Monday, Dec. 01, 1941

Until April 1943

To Labor Leader Lewis it was a big and gratifyingly noisy success. To the U.S. it was time wasted that could never be bought back. To the miners themselves it was another weary walkout. Before a truce came last week to the sooty soft-coal hills of Pennsylvania and West Virginia, the strike ordained by John L. Lewis had cost some 200,000 miners a week's wages, had cost the defense program at Carnegie-Illinois* some 30,000 tons of steel (enough for 3,000 light tanks or 30 destroyers).

For six days, while John Lewis curled his long lip in scorn over every Presidential appeal for some kind of settlement, his pallid-faced miners obeyed his orders, roamed the drab hills, picketed gates, shot and were shot at, and explained to their wives and kids, in the gaudy little parlors of their ugly little houses, why they were out.

First & foremost reason: John Lewis had ordered it. They made the strike all that John Lewis could have demanded. They not only walked out of the captive mines, they struck at mines already under contract--in the Allegheny County region around Pittsburgh, along the Monongahela River Valley, in the mountains of West Virginia. Only a few tried to keep on working. At Edenborn, Pa., a group of them posted themselves around the slate dump, fired on pickets with revolvers and shotguns, wounded more than a dozen.
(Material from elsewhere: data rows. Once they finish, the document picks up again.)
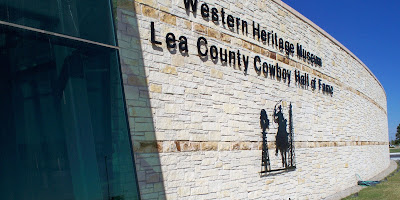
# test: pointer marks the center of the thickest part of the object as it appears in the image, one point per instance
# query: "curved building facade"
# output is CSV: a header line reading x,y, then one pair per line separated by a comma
x,y
197,75
182,99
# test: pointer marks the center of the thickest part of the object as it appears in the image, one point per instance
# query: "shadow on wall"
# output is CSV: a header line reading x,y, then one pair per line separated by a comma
x,y
144,142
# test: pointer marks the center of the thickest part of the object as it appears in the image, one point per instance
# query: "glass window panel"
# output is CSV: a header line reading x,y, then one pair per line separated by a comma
x,y
87,19
64,132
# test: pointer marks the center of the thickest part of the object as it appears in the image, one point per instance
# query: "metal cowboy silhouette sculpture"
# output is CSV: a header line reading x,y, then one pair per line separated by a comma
x,y
282,143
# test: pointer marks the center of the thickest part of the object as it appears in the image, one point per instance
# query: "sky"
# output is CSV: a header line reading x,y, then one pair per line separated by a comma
x,y
371,30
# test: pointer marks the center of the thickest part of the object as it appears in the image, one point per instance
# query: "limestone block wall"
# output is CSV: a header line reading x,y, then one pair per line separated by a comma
x,y
195,121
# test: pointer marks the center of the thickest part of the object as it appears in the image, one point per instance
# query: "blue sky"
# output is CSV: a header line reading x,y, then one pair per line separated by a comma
x,y
371,30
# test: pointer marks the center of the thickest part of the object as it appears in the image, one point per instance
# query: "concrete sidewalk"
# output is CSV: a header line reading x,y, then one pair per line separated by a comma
x,y
357,188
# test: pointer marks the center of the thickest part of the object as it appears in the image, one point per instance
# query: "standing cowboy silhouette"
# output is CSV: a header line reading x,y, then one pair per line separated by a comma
x,y
282,143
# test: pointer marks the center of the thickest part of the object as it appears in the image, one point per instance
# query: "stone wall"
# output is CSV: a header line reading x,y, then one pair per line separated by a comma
x,y
195,121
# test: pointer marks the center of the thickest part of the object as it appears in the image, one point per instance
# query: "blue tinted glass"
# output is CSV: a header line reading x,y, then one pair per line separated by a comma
x,y
87,19
64,132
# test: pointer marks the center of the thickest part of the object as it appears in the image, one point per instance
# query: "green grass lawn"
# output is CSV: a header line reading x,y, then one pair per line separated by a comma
x,y
394,150
389,189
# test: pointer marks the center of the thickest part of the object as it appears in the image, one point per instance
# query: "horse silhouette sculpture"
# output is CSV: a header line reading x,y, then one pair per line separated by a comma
x,y
281,143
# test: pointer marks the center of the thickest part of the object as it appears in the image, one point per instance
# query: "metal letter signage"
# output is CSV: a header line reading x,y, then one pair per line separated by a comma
x,y
284,141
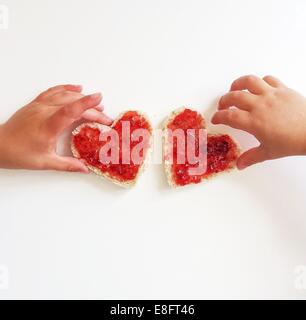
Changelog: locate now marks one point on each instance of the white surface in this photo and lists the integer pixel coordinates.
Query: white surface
(74, 236)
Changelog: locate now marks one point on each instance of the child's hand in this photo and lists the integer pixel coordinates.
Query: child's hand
(273, 113)
(28, 139)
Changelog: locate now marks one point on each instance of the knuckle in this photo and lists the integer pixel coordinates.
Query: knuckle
(251, 78)
(235, 95)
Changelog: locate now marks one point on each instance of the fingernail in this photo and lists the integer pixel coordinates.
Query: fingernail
(106, 119)
(96, 95)
(100, 107)
(241, 166)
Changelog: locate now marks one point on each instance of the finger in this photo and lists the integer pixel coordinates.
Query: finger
(70, 113)
(240, 99)
(251, 83)
(100, 107)
(69, 164)
(66, 87)
(251, 157)
(97, 116)
(234, 118)
(273, 82)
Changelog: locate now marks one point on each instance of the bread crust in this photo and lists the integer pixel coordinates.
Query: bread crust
(106, 175)
(166, 150)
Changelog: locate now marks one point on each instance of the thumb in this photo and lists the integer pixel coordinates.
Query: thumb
(251, 157)
(69, 164)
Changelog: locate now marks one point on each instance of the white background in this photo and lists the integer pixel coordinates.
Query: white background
(75, 236)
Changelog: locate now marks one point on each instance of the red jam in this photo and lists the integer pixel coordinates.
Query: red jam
(221, 149)
(88, 143)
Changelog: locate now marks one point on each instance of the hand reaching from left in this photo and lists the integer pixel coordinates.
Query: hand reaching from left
(28, 139)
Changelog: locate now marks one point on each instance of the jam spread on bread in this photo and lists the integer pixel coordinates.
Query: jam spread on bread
(221, 149)
(88, 143)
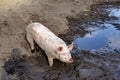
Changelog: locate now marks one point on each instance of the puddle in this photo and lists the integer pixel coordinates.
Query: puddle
(102, 34)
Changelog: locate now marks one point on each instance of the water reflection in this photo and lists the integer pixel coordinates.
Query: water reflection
(108, 36)
(102, 35)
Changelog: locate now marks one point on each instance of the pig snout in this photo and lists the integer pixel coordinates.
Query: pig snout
(70, 60)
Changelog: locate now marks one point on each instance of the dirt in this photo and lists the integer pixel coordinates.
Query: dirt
(15, 15)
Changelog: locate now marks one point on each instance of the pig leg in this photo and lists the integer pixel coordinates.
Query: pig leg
(50, 60)
(31, 41)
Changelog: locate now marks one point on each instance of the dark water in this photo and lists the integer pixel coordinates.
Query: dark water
(102, 35)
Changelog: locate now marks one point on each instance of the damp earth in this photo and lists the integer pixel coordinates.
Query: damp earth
(96, 51)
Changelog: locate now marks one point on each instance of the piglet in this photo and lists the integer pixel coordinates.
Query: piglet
(54, 47)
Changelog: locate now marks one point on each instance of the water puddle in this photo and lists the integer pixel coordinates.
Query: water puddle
(102, 35)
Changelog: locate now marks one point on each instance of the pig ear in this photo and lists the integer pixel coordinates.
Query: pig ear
(70, 47)
(60, 49)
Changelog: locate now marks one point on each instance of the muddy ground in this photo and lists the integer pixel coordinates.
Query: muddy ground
(57, 15)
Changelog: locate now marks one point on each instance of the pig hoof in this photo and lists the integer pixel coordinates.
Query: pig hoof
(32, 51)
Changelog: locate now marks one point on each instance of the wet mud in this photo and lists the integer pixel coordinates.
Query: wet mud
(88, 65)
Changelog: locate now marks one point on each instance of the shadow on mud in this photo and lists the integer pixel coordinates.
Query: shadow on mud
(88, 65)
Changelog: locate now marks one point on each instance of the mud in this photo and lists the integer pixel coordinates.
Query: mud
(88, 65)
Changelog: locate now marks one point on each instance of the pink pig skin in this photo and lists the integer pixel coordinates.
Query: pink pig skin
(54, 47)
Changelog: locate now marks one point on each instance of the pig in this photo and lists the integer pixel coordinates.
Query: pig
(54, 47)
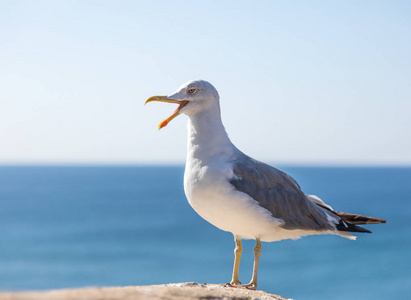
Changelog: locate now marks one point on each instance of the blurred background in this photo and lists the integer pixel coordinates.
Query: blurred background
(91, 192)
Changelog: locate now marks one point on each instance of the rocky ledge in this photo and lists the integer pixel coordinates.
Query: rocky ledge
(172, 291)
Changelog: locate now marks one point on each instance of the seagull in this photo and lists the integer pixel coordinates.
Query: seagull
(241, 195)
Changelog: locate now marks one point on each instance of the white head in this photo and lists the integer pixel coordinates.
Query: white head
(193, 97)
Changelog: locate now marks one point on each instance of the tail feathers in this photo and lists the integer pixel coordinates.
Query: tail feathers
(358, 219)
(348, 222)
(346, 226)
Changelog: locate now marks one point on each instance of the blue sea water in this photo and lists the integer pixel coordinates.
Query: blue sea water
(64, 227)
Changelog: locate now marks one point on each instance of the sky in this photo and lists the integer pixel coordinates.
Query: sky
(301, 82)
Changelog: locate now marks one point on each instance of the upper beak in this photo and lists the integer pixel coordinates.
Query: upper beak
(168, 100)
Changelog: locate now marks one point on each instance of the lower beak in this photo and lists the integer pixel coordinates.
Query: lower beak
(168, 100)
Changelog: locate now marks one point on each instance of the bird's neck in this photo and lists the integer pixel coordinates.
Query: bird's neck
(207, 138)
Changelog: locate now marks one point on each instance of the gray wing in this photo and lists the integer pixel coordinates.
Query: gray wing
(280, 194)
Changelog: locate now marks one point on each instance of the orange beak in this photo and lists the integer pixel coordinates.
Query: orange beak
(181, 103)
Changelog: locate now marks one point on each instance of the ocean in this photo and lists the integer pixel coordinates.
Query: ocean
(70, 227)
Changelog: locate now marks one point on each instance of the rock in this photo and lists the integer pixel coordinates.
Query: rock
(172, 291)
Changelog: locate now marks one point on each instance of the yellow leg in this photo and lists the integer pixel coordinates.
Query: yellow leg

Bituminous production dropped an estimated 1,500,000 tons a day. By week's end, Carnegie-Illinois reported that the mammoth coal pile at its Clairton byproducts plant had shrunk to 200,000 tons, enough for only six days of operation. Shut for want of coke was the hot-strip mill at U.S. Steel's modern Irvin works. One by one, in the nation's industrial center, open hearths were banked.

When John Lewis unexpectedly gave in, agreed to submit the dispute to arbitration, observers wondered why this roaring lion had suddenly begun to coo like a sucking dove. Some suggested a possible reason: Mr. Lewis had good reason to suppose that the arbitration board--U.S. Steel Corp. President Benjamin Fairless, Dr. John R. Steelman, head of the U.S. Conciliation Service, and John L. Lewis himself--would decide in Mr. Lewis' favor.

Anyhow, the coal strike was over. Most people hoped that John L. Lewis would now get off the front page and stay off. They also hoped they could believe his promise: "With the mines returning to work and the controversy well on the road to just settlement, the country can feel reassured as to its supply of coal for national defense and all domestic usage . . . until April 1, 1943. . . ."

* Subsidiary of U.S. and the industry's largest consumer of soft coal.